Just back from a vacation in the Colorado high country, no wifi, no TV, no computer. So what's to do in a cabin 9400 ft up the side of a mountain? Sleep, eat, watch the dogs run, and read. In nine days I read nine mystery stories, a history of bread and part of Mrs. Beeton's The Book of Household Management. Obsessive? Ya think? Here's where the obsession really comes to light. At least five of the mysteries, which I read anyway, annoyed me to the point where I would snort and read a clunker sentence or two to anyone who happened to be in the room or on the porch. Even Duncan the Dog got an earful, and his ears are pretty darned big. I doubt, however, that he has much experience with clumsy prose or a distressing lack of editing. His ears are more attuned to deer clattering down the mountain or a chipmunk scolding from a lodgepole pine.

The books in question shall, out of courtesy, remain nameless.

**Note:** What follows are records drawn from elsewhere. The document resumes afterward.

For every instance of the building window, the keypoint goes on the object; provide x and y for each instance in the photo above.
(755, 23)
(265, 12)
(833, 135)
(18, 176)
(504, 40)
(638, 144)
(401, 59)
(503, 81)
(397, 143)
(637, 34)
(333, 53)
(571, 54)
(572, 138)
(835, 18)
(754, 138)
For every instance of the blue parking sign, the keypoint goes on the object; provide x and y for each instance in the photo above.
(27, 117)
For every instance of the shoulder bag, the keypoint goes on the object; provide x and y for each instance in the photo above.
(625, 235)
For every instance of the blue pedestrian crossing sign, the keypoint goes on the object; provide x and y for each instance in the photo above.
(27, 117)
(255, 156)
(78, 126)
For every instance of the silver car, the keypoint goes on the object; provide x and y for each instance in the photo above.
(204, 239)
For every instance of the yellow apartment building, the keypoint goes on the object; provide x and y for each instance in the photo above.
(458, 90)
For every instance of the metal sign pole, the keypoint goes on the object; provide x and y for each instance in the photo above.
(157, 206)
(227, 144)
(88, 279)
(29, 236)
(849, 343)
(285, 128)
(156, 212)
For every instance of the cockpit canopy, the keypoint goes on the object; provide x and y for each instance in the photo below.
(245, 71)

However, we might each take a deep breath and hope with every molecule of our being that when we publish, someone will have pointed out the places where we have dumped useless information just because it's esoteric and lets us feel smarter than the reader: like telling me that Fanny Farmer first regularized measurements in recipes. Actually, Mrs. Beeton did so to a degree a century or so earlier. (She lived 1836-1865. Farmer seems to have published in 1918.) This sort of detail feels about as right as chocolate chips in Yorkshire pudding. Then there's the snob effect where the heroine remarks that someone has used incorrect syntax in speech. Dialog is not, not, not, about correctness. Dialog is the faithful, concise reflection of how the individual characters speak. Nor do I appreciate having an author explain what has already become obvious through the action. If you write anything, especially mystery stories where plot and pacing are crucial, don't sin against your readership. If you write, edit or publish such drivel, shame!